Dear Geist,
How do I go about developing my own unique style of writing?
—Charlie F., Burlington VT
Dear Charlie,
Three things:
1. Read. Read books, periodicals, online material, advertising flyers, appliance directions, kids’ books, everything. Study the writing you admire, in any genre or medium, and describe the style: tone, pace, word choice, syntax, point of view.
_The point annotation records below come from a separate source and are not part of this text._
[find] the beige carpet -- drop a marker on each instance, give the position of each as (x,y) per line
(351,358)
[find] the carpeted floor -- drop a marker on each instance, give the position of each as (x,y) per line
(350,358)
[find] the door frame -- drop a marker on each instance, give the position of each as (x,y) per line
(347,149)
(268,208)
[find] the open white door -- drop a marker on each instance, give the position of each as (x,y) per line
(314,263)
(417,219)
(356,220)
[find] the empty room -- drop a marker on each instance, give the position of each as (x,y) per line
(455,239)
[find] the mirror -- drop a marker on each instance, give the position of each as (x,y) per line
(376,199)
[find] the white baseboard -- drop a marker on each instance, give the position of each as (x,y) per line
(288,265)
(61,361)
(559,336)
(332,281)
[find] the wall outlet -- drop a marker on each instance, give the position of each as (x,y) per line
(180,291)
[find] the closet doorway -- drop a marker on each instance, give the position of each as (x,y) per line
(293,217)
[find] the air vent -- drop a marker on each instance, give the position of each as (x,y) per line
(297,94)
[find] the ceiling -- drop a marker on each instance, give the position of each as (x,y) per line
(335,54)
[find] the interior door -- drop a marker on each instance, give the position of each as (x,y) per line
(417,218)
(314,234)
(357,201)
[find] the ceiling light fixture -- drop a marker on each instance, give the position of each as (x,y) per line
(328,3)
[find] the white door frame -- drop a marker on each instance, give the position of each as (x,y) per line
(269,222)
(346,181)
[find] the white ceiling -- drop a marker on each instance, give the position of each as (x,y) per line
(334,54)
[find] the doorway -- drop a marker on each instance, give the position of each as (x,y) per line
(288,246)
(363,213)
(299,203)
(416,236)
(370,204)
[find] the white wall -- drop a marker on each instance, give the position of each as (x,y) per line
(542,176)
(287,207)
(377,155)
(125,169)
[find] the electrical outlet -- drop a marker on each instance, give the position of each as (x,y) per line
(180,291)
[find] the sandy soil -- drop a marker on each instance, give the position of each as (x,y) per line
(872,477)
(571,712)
2. Imitate. Write in the style(s) you find particularly good. Write your own material, but cast it exactly as the expert writer has done: where they have four lines of snappy dialogue, you put in four lines of snappy dialogue; where they have a long sentence, you write a long sentence; where they write a wild verb, you write one, and so on. You won’t publish this work, of course; you’re imitating it to learn how the great ones did it.
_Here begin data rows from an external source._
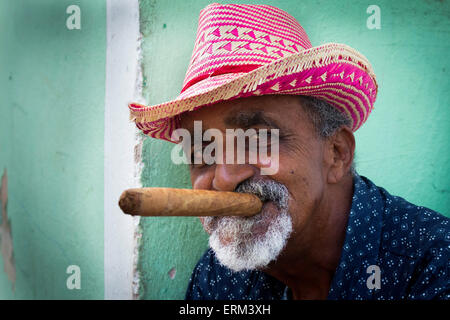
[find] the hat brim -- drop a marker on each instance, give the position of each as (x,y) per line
(333,72)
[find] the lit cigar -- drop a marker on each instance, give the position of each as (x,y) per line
(187,202)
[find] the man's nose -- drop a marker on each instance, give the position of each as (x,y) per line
(228,176)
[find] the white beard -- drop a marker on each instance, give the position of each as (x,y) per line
(245,251)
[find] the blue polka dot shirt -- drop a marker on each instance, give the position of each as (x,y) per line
(392,250)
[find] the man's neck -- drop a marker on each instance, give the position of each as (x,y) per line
(309,261)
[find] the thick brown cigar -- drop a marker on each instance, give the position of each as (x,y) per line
(187,202)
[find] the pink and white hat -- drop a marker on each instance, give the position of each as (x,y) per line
(253,50)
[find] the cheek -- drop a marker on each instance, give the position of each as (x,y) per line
(304,181)
(202,179)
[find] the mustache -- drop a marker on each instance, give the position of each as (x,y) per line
(266,190)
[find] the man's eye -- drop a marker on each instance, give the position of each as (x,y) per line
(197,157)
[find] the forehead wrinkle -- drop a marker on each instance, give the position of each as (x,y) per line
(246,119)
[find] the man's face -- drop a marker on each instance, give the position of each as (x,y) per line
(290,195)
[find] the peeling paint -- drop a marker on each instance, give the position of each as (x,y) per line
(5,234)
(138,165)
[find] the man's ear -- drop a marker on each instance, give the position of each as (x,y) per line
(339,154)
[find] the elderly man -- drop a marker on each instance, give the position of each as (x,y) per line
(324,232)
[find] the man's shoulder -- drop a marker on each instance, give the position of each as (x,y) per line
(412,230)
(415,248)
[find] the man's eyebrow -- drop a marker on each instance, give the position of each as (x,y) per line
(249,119)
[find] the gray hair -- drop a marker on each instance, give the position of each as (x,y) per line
(326,119)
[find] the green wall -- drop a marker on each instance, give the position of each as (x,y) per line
(403,147)
(52,83)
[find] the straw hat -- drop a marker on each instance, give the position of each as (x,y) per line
(253,50)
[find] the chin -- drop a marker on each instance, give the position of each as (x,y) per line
(243,249)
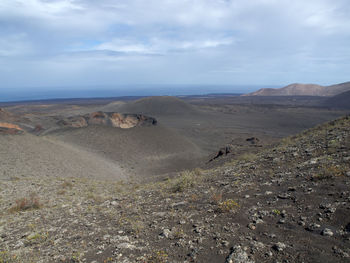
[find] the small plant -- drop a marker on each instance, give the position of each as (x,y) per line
(328,172)
(66,185)
(227,205)
(184,181)
(247,157)
(216,198)
(276,211)
(6,257)
(36,238)
(26,203)
(158,257)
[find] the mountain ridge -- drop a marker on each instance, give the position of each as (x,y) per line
(299,89)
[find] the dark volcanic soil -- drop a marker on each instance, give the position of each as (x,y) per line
(289,203)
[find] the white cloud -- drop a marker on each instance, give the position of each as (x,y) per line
(230,39)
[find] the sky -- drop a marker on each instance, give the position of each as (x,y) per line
(81,43)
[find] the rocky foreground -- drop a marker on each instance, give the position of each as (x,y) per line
(290,203)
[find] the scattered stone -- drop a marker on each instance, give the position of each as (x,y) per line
(238,255)
(279,246)
(327,232)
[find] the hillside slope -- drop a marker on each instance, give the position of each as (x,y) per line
(340,101)
(160,105)
(290,203)
(297,89)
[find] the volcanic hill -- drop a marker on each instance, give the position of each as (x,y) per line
(297,89)
(287,203)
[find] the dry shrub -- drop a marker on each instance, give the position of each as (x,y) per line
(26,203)
(216,198)
(227,205)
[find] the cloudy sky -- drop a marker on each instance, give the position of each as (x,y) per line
(56,43)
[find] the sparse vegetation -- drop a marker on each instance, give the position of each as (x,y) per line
(7,257)
(186,180)
(227,205)
(276,211)
(26,203)
(158,257)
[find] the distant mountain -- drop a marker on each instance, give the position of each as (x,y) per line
(297,89)
(158,105)
(340,101)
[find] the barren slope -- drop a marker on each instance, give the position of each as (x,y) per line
(297,89)
(144,151)
(290,203)
(28,155)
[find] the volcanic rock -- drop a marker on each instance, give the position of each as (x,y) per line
(114,119)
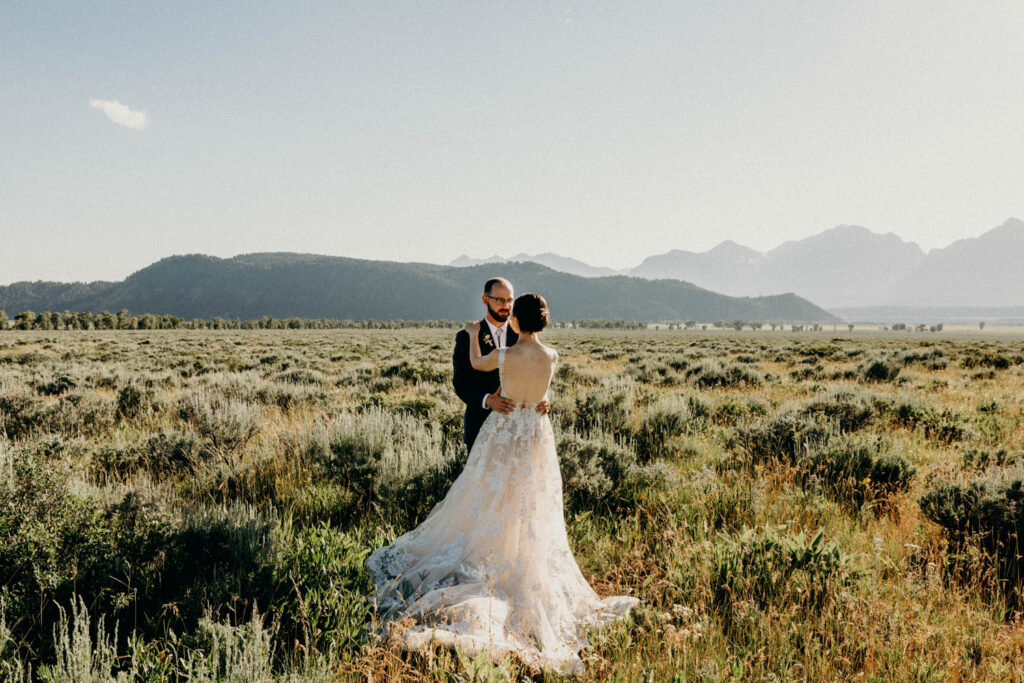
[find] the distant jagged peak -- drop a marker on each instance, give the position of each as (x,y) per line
(1012,230)
(730,248)
(466,260)
(1012,227)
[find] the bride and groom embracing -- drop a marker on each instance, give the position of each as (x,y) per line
(491,568)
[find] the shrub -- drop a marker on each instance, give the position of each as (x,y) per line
(653,435)
(879,370)
(227,424)
(418,372)
(607,409)
(986,512)
(595,471)
(323,588)
(858,469)
(772,570)
(714,374)
(945,426)
(847,407)
(391,461)
(133,400)
(56,386)
(782,438)
(855,469)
3. Write. Write material that will not be read by anyone else: journals, freewriting, mind-mapping exercises, prompt-fuelled paragraphs, screeds, letters . . . (check out our posts Writing before writing and Inner critic). Write every day, even if it’s only for a few minutes. Write longhand and on the keyboard. Write in pen and in pencil. Don’t stop to think, or to dig up a ten-dollar word. The good stuff is what comes without being invited. In the words of the late great language expert H.W. Fowler: “Be direct, simple, brief, vigorous and lucid.”
It takes time to develop a strong, unique writing style, but if you read and write honestly to find out who you are and what you want to say, your style will be coming together from the get-go.
Some inspiring books:
If You Want to Write: A Book about Art, Independence and Spirit, by Brenda Ueland. Lightning Source, 2011.
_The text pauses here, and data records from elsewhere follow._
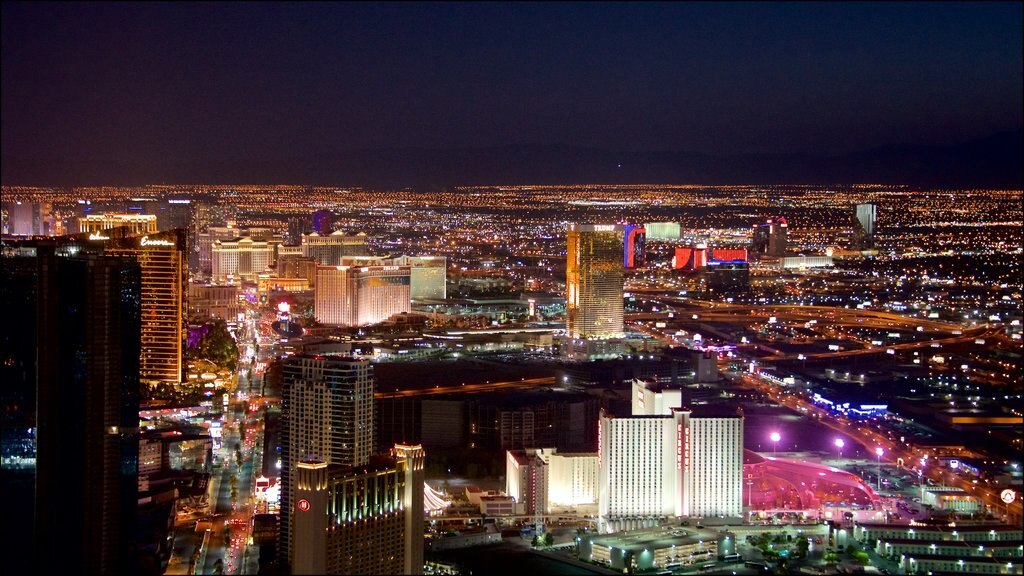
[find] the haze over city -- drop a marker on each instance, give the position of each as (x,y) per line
(552,288)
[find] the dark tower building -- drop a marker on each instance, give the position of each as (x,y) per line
(88,322)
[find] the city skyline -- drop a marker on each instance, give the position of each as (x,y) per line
(339,93)
(448,289)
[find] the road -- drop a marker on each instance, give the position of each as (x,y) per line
(893,451)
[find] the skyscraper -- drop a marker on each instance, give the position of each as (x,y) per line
(87,459)
(360,520)
(770,238)
(165,288)
(238,259)
(359,295)
(30,218)
(329,249)
(594,281)
(666,460)
(864,233)
(327,415)
(635,252)
(137,223)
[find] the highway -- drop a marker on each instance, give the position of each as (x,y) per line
(893,450)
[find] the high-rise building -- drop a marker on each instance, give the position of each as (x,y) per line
(635,251)
(165,310)
(726,278)
(87,458)
(428,276)
(323,221)
(330,249)
(327,415)
(864,234)
(543,481)
(240,259)
(663,231)
(360,295)
(294,265)
(594,282)
(360,520)
(30,218)
(770,238)
(687,464)
(206,240)
(136,223)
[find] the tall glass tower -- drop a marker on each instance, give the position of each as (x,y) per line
(594,281)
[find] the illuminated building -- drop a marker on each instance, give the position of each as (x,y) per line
(669,463)
(644,550)
(215,301)
(726,278)
(323,221)
(770,238)
(690,258)
(360,520)
(136,223)
(88,382)
(355,296)
(805,261)
(634,253)
(327,414)
(242,258)
(329,249)
(206,240)
(728,254)
(165,285)
(594,282)
(428,276)
(296,265)
(30,218)
(544,481)
(866,215)
(662,231)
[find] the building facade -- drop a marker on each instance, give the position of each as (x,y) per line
(329,249)
(327,415)
(594,282)
(240,259)
(89,316)
(678,464)
(356,296)
(360,520)
(137,223)
(165,284)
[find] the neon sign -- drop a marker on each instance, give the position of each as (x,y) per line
(146,242)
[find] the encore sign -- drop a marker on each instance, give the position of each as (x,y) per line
(146,242)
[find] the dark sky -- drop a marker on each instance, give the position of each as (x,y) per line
(236,81)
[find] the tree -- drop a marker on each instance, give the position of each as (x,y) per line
(803,546)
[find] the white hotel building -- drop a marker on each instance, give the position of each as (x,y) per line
(360,295)
(667,461)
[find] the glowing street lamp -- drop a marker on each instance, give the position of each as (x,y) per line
(878,452)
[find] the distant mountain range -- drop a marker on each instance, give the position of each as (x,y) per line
(989,162)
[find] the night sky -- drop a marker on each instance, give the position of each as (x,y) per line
(94,82)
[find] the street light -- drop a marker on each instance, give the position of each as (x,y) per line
(878,452)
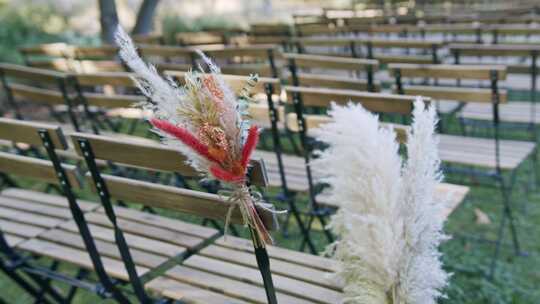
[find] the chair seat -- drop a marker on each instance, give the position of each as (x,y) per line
(153,240)
(447,106)
(24,214)
(513,112)
(480,152)
(297,181)
(452,195)
(230,267)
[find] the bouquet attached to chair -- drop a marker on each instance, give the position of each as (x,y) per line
(207,122)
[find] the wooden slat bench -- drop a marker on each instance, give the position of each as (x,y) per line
(332,72)
(153,241)
(229,266)
(514,112)
(192,272)
(471,156)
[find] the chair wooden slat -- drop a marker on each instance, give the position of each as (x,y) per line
(377,102)
(479,72)
(197,203)
(38,95)
(455,93)
(331,62)
(333,82)
(236,82)
(25,72)
(35,168)
(27,132)
(112,101)
(106,78)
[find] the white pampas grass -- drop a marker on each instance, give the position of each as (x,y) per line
(389,224)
On Writing Well: The Classic Guide to Writing Nonfiction by William Zinsser. Harper Perennial, 2016.
The Situation and the Story, by Vivian Gornick. Farrar, Straus & Giroux, 2002.
Style: Lessons in Clarity and Grace, by Joseph Williams and Joseph Bizup. Pearson, 2016.
Writing Down the Bones: Freeing the Writer Within, by Natalie Goldberg. Shambhala, 2016.
Good Prose: The Art of Nonfiction, by Tracy Kidder and Richard Todd. Random House, 2013.
Bird by Bird: Some Instructions on Writing and Life, by Anne Lamott. Anchor, 1995.